00:16:54.080 | "Some of the most amazing habitats on Earth are found in the rainforest. A rainforest is a place
00:16:59.520 | with a lot of precipitation, and it has many kinds of animals, trees, and other plants.
00:17:05.840 | Tropical rainforests are usually not too far from the equator and are warm all year."
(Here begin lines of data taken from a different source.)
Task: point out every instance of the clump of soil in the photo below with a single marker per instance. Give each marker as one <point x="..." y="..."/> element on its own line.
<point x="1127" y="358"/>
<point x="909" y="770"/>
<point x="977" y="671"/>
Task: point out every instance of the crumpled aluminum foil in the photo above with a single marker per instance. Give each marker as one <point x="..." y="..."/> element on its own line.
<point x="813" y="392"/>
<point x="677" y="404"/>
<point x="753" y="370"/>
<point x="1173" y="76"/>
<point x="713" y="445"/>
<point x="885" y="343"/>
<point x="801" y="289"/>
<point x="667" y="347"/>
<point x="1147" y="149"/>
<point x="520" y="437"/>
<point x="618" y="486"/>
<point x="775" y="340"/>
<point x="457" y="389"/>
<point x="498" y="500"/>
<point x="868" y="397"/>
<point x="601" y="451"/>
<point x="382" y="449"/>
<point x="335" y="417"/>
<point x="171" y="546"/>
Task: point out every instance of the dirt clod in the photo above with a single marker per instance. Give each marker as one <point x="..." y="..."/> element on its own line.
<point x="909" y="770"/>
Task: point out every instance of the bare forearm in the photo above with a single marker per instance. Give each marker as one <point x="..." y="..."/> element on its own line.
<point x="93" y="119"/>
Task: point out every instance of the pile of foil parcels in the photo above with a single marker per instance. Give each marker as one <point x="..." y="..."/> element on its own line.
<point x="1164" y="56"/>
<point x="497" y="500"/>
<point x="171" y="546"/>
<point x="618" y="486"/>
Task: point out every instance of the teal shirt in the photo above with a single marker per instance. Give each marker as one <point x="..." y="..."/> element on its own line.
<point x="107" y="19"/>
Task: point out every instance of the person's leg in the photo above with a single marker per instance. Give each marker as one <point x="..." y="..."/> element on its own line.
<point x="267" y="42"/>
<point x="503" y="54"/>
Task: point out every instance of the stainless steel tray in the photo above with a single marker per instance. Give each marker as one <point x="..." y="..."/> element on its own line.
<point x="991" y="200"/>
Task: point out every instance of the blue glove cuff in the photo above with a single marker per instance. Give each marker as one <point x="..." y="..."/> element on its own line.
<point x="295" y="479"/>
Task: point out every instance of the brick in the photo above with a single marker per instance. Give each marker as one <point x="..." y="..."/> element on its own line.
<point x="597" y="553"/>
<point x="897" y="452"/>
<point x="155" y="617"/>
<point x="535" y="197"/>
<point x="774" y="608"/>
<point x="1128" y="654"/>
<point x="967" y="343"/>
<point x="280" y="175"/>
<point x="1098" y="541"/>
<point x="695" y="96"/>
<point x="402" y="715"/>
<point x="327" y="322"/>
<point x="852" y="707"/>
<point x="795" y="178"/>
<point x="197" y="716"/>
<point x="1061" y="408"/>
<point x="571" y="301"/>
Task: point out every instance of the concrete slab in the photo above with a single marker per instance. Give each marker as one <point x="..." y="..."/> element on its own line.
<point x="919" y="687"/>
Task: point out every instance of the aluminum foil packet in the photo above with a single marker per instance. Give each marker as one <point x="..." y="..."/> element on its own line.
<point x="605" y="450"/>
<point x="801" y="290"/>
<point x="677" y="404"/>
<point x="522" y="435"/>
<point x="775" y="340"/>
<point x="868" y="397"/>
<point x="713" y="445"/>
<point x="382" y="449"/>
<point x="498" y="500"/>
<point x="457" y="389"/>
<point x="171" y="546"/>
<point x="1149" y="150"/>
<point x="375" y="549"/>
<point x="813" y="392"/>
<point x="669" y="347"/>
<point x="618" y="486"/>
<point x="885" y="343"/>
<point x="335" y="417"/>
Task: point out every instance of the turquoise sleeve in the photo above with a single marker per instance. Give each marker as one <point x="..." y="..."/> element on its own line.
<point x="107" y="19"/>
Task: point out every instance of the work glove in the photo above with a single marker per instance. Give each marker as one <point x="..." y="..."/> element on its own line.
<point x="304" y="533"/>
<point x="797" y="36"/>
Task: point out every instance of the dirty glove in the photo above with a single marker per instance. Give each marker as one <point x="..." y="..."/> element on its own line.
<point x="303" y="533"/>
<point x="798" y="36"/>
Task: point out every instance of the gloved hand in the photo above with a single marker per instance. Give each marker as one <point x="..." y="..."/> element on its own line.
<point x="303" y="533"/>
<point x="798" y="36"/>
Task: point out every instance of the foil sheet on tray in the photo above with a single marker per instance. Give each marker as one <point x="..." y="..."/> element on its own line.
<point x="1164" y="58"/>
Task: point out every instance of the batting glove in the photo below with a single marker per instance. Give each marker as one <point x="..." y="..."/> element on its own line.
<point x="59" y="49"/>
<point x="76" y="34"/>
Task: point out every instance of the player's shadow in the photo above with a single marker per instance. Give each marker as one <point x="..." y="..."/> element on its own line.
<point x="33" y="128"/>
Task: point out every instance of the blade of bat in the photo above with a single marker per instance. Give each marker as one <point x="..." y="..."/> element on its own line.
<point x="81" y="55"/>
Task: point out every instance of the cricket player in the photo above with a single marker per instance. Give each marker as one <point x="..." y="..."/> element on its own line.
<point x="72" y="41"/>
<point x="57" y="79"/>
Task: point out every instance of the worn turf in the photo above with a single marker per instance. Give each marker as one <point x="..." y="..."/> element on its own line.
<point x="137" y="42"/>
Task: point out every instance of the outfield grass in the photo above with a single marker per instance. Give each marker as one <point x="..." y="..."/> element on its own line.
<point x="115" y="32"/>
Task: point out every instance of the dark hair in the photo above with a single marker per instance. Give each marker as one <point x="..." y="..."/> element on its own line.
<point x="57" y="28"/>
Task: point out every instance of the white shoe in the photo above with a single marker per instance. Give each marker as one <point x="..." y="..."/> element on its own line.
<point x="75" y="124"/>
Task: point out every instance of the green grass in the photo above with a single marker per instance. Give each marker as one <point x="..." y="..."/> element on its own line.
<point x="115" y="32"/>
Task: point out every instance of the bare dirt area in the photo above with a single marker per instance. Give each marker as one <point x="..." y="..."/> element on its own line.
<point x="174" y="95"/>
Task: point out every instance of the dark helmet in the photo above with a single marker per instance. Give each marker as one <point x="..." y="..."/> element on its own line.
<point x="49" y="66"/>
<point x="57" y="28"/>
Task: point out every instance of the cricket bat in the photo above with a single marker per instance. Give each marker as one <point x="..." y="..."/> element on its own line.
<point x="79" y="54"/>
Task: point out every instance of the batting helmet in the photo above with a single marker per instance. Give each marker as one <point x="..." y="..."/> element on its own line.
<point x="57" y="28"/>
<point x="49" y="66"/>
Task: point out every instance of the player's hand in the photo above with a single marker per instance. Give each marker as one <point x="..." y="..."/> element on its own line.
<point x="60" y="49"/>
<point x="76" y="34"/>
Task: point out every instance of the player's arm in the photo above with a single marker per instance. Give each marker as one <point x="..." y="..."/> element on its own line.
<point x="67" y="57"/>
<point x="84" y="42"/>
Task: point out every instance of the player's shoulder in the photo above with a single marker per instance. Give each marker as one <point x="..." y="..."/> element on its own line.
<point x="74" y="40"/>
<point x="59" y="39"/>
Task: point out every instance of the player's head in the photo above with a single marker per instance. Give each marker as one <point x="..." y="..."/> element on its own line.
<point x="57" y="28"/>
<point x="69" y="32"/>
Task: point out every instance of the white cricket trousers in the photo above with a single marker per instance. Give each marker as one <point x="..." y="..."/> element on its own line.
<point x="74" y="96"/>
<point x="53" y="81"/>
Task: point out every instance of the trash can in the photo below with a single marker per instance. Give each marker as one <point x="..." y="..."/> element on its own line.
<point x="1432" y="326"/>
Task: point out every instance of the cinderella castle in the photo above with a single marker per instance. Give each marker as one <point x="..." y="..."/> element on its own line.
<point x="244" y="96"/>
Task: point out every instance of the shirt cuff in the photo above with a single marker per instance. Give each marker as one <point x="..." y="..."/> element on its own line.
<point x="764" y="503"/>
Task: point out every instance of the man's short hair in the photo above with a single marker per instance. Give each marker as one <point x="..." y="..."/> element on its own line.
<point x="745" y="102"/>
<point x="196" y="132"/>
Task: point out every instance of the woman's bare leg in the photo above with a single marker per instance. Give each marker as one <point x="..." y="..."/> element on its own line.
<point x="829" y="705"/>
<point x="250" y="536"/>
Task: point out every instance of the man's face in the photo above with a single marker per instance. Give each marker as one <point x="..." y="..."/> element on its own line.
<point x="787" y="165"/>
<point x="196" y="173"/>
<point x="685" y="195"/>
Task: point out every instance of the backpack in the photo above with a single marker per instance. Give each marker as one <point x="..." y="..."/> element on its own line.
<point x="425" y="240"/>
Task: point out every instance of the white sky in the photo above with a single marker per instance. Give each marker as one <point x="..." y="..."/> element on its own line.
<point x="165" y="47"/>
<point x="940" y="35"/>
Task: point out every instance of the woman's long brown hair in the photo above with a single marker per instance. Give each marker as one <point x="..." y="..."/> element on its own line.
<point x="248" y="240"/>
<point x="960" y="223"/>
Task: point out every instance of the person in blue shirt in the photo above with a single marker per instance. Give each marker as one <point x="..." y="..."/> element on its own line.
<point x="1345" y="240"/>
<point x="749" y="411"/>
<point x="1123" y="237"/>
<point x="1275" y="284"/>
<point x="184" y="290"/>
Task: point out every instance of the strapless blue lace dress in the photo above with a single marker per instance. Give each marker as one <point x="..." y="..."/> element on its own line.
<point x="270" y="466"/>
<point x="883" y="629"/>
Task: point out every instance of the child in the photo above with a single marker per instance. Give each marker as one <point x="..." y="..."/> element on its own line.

00:17:10.960 | And as Noam Brown has said, yes him again, if you haven't disabled voice authentication for
00:17:15.920 | your bank account and had a conversation with your family about AI voice impersonation yet,
00:17:20.720 | now would be a good time. My only question is what are banks going to use? Not your voice and
00:17:26.400 | definitely not your handwriting. As I talked about back in January, AI can mimic your handwriting
00:17:31.680 | perfectly. And not your face, right? Because we all know about deepfakes. Well, maybe a video of
00:17:37.360 | you, but I think almost all of us know about the progress that's being made in photorealistic
00:17:43.120 | text to video. I'm going to show you an extract from what I think is actually quite a beautiful
00:17:48.160 | video prompted by an artist, but generated by Sora from OpenAI. "Literally filled with hot air.
00:17:54.640 | Yeah, living like this has its challenges. Uh, windy days for one are particularly troublesome.
00:18:01.040 | Well, there was a one time my girlfriend insisted I go to the cactus store to get my uncle Jerry a
00:18:06.240 | wedding present. What do I love most about my predicament? The perspective it gives me,
00:18:13.760 | you know, I get to see the world differently. I float above the mundane and the ordinary. I
00:18:18.640 | see things a different way from everyone else." The creators, if that's the right word to use,
00:18:23.360 | of that clip were Shy Kids. The company, not the children, of course. They said,
00:18:28.000 | "As great as Sora is at generating things that appear real, what excites us is its ability to
00:18:33.600 | make things that are totally surreal." And that's a tough one, isn't it? Because I think that clip
00:18:37.920 | really showcases how you can be creative with AI. I would indeed call that art, but I can easily see
00:18:44.400 | the risks to the economic value of artist's work at the same time. Here's how the term AI went down
00:18:50.720 | at one recent artist conference and festival. But let me know what you think, not only about
00:19:14.800 | AI's impact on art, but whether you agree with me that we are, in a sense, going through a Stargate.
00:19:21.440 | We don't know how the world will be transformed by AGI. And when it's created and we've stepped
00:19:27.120 | through the portal, it's hard to see a way back. I'd love to know your thoughts and as ever,
00:19:32.480 | thank you so much for watching to the end and have a wonderful day.